Ein Starpianist war Lars Vogt nicht, jedenfalls nicht im Sinne eines Virtuosen, der „Magnetketten in die Massen wirft“, wie Robert Schumann es formulierte. Lars Vogt war einer, dem es nicht auf den schönen Schein, den „zirzensischen Effekt“ ankam, wie er es nannte. Kopf und Herz, Neugier und Mut und eine große Portion Bodenständigkeit im besten Sinne des Wortes, das alles machte ihn als Künstler-Persönlichkeit aus.
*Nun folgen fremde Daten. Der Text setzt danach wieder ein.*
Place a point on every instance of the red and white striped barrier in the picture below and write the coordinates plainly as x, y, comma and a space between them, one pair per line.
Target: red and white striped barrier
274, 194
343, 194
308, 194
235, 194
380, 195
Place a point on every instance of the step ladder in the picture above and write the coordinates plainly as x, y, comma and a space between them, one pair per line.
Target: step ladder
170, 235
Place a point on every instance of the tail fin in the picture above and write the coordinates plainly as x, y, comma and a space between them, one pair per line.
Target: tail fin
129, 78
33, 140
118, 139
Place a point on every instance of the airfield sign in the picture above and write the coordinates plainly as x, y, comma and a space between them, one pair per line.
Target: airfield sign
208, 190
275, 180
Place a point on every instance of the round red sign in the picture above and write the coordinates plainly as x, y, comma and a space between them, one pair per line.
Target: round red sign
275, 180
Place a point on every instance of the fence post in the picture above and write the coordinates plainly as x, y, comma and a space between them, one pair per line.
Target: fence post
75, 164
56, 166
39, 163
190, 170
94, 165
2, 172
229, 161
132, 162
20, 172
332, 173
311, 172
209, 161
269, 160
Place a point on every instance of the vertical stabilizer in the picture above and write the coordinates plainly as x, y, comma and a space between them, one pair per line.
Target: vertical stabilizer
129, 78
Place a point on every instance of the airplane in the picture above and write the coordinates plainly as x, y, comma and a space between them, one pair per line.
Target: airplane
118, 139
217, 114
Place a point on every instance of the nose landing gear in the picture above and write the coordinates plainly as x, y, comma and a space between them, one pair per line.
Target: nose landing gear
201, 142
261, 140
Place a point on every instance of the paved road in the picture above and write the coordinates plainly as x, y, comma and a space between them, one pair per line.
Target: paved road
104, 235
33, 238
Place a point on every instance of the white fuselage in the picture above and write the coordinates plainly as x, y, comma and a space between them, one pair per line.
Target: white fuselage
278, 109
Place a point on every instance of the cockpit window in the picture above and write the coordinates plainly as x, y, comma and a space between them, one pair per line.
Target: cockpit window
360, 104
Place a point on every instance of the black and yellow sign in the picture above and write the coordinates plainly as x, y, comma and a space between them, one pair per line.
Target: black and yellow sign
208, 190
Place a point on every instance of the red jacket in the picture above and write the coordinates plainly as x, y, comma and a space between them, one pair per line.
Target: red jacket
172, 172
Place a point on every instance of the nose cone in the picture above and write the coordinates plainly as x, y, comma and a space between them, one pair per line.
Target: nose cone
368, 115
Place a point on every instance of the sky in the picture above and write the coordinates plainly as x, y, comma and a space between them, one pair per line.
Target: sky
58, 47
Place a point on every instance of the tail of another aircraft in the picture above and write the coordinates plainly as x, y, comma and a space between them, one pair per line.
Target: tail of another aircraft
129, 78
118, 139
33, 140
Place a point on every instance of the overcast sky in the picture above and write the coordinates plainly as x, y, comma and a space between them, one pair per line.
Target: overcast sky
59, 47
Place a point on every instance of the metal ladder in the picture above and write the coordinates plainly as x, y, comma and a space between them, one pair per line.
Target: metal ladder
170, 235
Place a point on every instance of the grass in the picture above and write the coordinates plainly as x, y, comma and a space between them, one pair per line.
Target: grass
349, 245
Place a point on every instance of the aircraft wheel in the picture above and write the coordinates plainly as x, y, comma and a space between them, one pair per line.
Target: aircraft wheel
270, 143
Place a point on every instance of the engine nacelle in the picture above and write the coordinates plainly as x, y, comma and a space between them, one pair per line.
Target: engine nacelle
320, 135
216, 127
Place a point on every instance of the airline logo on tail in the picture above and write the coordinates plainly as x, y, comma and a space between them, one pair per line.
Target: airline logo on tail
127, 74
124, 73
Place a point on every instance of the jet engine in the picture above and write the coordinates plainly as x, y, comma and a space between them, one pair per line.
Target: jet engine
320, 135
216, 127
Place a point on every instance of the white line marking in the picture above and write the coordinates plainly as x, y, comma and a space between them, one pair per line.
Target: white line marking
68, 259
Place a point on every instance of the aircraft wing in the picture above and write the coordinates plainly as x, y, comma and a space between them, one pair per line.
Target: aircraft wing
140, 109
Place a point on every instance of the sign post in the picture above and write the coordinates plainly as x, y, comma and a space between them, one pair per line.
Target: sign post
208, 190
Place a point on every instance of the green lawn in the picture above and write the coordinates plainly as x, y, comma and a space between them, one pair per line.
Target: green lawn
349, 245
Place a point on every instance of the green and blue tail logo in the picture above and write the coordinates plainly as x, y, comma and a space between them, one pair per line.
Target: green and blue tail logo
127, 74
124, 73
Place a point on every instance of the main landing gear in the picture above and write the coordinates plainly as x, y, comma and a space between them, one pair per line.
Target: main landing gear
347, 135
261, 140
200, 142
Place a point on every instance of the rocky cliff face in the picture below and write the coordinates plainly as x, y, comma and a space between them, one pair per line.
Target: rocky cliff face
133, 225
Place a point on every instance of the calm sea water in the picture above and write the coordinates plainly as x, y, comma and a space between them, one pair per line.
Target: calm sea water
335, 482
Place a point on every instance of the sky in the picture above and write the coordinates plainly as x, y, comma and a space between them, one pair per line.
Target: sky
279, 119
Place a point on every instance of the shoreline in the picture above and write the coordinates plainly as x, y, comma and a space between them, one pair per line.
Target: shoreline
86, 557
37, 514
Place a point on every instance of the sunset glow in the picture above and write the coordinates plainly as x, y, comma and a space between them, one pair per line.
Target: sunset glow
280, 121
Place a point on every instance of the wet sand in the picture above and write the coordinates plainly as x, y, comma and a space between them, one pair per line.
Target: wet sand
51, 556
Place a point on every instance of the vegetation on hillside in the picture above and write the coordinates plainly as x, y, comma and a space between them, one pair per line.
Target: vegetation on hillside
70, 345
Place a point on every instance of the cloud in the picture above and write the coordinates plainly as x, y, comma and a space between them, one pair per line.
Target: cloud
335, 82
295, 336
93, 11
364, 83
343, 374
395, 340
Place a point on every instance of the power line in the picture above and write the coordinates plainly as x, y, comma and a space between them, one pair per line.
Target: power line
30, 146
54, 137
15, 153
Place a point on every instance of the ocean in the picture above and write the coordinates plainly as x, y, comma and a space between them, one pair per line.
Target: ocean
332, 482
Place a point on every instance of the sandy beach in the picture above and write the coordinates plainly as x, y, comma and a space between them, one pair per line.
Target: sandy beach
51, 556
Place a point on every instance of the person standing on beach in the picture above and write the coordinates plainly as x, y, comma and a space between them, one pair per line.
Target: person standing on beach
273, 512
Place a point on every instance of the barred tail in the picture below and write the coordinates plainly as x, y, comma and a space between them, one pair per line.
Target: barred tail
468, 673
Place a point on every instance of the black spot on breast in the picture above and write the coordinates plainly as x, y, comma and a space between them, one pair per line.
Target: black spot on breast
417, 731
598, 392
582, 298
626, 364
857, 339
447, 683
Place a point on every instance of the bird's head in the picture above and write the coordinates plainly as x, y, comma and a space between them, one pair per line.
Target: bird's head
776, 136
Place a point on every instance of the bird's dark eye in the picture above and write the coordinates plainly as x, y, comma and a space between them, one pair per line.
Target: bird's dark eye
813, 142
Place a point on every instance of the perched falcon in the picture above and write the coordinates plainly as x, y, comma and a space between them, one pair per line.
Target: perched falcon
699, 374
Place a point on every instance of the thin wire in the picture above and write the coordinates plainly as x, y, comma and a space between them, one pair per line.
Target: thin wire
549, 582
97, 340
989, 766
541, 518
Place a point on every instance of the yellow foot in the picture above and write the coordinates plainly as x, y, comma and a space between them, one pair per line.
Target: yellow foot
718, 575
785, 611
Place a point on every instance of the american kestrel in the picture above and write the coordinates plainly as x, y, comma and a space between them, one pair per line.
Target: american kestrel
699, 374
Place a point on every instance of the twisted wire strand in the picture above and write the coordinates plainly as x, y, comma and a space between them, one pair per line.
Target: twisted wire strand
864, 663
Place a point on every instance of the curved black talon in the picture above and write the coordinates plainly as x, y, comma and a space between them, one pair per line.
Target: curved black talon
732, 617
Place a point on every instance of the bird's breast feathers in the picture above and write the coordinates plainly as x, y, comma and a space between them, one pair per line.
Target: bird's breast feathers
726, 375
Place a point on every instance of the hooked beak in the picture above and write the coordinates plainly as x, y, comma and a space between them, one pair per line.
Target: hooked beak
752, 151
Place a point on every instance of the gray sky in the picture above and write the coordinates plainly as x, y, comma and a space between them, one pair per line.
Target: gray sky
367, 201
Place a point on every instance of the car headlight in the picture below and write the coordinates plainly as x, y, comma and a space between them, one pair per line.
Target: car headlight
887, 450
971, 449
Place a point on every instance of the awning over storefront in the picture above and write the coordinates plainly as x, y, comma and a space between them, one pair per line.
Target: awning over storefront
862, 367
1970 wurde er in Düren geboren. Er blieb einer von hier, auch als er 1990 mit gerade mal zwanzig Jahren den zweiten Platz beim internationalen Klavierwettbewerb in Leeds gewann und die große weite Musikwelt sich ihm öffnete; als die Berliner Philharmoniker ihn zum „Pianist in Residence“ machten, Simon Rattle ihn zu CD-Aufnahmen lud und ein Debüt sich ans andere reihte bis hin nach New York mit Lorin Maazel. Vogts Karriere schien gemacht, doch irgendwie war das dem Sohn eines Diplomingenieurs nicht genug. Unweit seiner Heimatstadt entdeckte er das historische Jugendstilkraftwerk im Eifelstädtchen Heimbach. Hier, inmitten von Wasser, Wald und Bergen, erfüllte er sich 1998 den Traum eines eigenen Kammermusikfestivals, das er Spannungen nannte. Seitdem traf man sich hier, stets um Pfingsten herum, um gemeinsam zu musizieren: seltene wie auch bekannte Werke, Neue Musik wie auch die Klassiker der Musikgeschichte.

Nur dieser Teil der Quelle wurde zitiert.